彼女は優しい。心から人の幸せを喜ぶことができる。彼女は人間的だ。だからこうしてはちきれんばかりの笑顔を僕に手向けてくれる。彼女は賢くて、気が使える。…何かを察していても、知らないふりをして無邪気を演じることが出来る。いつもは楽しそうに話す研究の話も、今日はしようとしない。
「真理」
「あ、次は淡水魚コーナーだって」
「真理」
「うわぁ、ピラルク!大きい!」
…「真理」
遂に観念したのか、真理は喋ることを辞めた。目が合わない。大きな目はいつもより赤みがかっていて、潤んでいるのがわかる。無言の時間が少し経過して、彼女の唇が小刻みに震えだす。

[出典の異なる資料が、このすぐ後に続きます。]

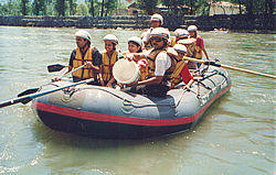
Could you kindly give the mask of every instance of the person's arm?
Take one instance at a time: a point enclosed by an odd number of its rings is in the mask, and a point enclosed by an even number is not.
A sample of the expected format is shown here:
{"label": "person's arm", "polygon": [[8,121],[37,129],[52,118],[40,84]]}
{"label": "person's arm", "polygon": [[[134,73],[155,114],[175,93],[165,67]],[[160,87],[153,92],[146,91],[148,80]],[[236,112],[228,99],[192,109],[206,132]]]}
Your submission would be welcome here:
{"label": "person's arm", "polygon": [[185,84],[183,89],[190,90],[192,84],[194,83],[194,79],[193,79],[191,73],[189,72],[188,64],[184,65],[184,67],[182,68],[180,74],[181,74],[182,80]]}
{"label": "person's arm", "polygon": [[203,48],[202,48],[202,51],[203,51],[203,53],[204,53],[204,55],[205,55],[206,59],[209,61],[209,56],[208,56],[208,53],[206,53],[205,47],[203,47]]}
{"label": "person's arm", "polygon": [[103,64],[102,54],[98,52],[98,50],[95,47],[92,53],[93,57],[93,64],[91,62],[87,62],[88,68],[93,68],[96,72],[99,72],[99,66]]}
{"label": "person's arm", "polygon": [[102,85],[102,86],[105,86],[105,81],[104,81],[104,78],[103,78],[103,72],[104,72],[104,65],[100,65],[100,66],[99,66],[98,78],[99,78],[100,85]]}
{"label": "person's arm", "polygon": [[68,74],[72,69],[73,69],[73,59],[75,58],[76,56],[76,50],[74,50],[72,53],[71,53],[71,56],[70,56],[70,63],[68,63],[68,68],[66,69],[66,72],[62,73],[62,75],[57,76],[54,78],[54,81],[59,81],[61,80],[61,77],[64,76],[65,74]]}
{"label": "person's arm", "polygon": [[202,52],[204,53],[206,59],[209,61],[209,56],[208,56],[208,53],[206,53],[206,50],[205,50],[205,46],[204,46],[204,43],[203,43],[203,39],[200,36],[198,40],[200,42],[199,45],[200,45]]}
{"label": "person's arm", "polygon": [[115,78],[113,78],[106,84],[107,87],[113,88],[113,83],[115,83]]}

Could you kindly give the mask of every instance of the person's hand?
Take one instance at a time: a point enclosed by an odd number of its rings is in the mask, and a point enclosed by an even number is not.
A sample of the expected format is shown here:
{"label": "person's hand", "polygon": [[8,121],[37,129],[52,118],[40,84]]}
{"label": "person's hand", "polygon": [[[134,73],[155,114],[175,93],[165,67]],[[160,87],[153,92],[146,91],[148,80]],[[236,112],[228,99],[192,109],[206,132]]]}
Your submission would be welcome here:
{"label": "person's hand", "polygon": [[93,68],[93,64],[91,62],[86,62],[88,68]]}
{"label": "person's hand", "polygon": [[138,85],[138,81],[134,81],[134,83],[131,83],[131,84],[128,84],[127,86],[137,86]]}
{"label": "person's hand", "polygon": [[105,86],[105,81],[104,80],[99,80],[102,86]]}
{"label": "person's hand", "polygon": [[110,83],[107,83],[106,87],[113,88],[113,85]]}
{"label": "person's hand", "polygon": [[59,81],[59,80],[61,80],[61,78],[60,77],[54,77],[54,79],[52,79],[53,81]]}
{"label": "person's hand", "polygon": [[126,58],[127,58],[129,62],[134,61],[134,54],[131,54],[131,53],[126,53]]}
{"label": "person's hand", "polygon": [[183,90],[190,91],[191,88],[190,88],[189,86],[185,85],[185,86],[183,87]]}

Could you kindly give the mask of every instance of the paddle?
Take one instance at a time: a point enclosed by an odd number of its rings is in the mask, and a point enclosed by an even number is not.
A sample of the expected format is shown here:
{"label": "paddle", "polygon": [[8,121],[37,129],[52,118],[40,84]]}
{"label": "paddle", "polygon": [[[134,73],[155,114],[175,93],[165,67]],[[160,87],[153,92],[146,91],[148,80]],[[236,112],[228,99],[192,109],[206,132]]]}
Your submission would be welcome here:
{"label": "paddle", "polygon": [[59,90],[62,90],[62,89],[65,89],[65,88],[73,87],[73,86],[77,86],[77,85],[82,85],[82,84],[88,84],[88,83],[91,83],[93,80],[94,79],[86,79],[86,80],[82,80],[82,81],[74,83],[74,84],[71,84],[71,85],[57,87],[57,88],[54,88],[54,89],[51,89],[51,90],[45,90],[45,91],[35,92],[35,94],[28,95],[28,96],[22,96],[22,97],[19,97],[19,98],[9,99],[9,100],[0,102],[0,108],[11,106],[11,105],[14,105],[14,103],[19,103],[19,102],[28,103],[34,98],[45,96],[45,95],[49,95],[49,94],[52,94],[52,92],[55,92],[55,91],[59,91]]}
{"label": "paddle", "polygon": [[49,65],[49,66],[47,66],[47,72],[49,72],[49,73],[52,73],[52,72],[60,72],[60,70],[63,69],[64,67],[66,67],[66,66],[61,65],[61,64]]}
{"label": "paddle", "polygon": [[195,59],[195,58],[191,58],[191,57],[187,57],[187,56],[184,56],[183,59],[190,61],[190,62],[202,63],[204,65],[223,67],[223,68],[229,68],[229,69],[233,69],[233,70],[250,73],[250,74],[259,75],[259,76],[264,76],[264,77],[267,77],[267,78],[274,78],[274,79],[276,79],[276,77],[274,75],[270,75],[270,74],[258,73],[258,72],[254,72],[254,70],[250,70],[250,69],[245,69],[245,68],[240,68],[240,67],[234,67],[234,66],[230,66],[230,65],[217,64],[217,63],[215,63],[213,61],[201,61],[201,59]]}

「内定を祝ってくれてありがとう。でも、納得なんてしていない。それどころか、失敗だったんだ。」真理は俯いたまま何も言わない。
「君と話している時間が苦痛だった。俺はやりたいこともなかった。だから報われなかった。なのに君は希望の光に満ち溢れていて、違う世界の住人に見えた」
俺は続けた。
「だから僕は浮気をした。君から目を背けて、現実から逃げようとした。君を傷つけて、君より優位に立とうとした」
真理が肩を震わせている。
「僕がマッチングアプリを入れていたこと、君なら知っているでしょう。でも黙認した。僕が就活が失敗したことも知っている。でも今日は盛大に祝おうとしてくれた」
嗚咽が聞こえる。
「そうだ、君は賢くて、優しい。全部わかってて、僕と今ここにいる。君は本当に僕のことが好きだったんだね」
膝から崩れ落ちる音が聞こえた。
「ありがとう。大好きだったよ。さよなら、真理。」
みるみるうちに潮が引いてゆく。僕は僕が今どんな顔をしているのか、分からない。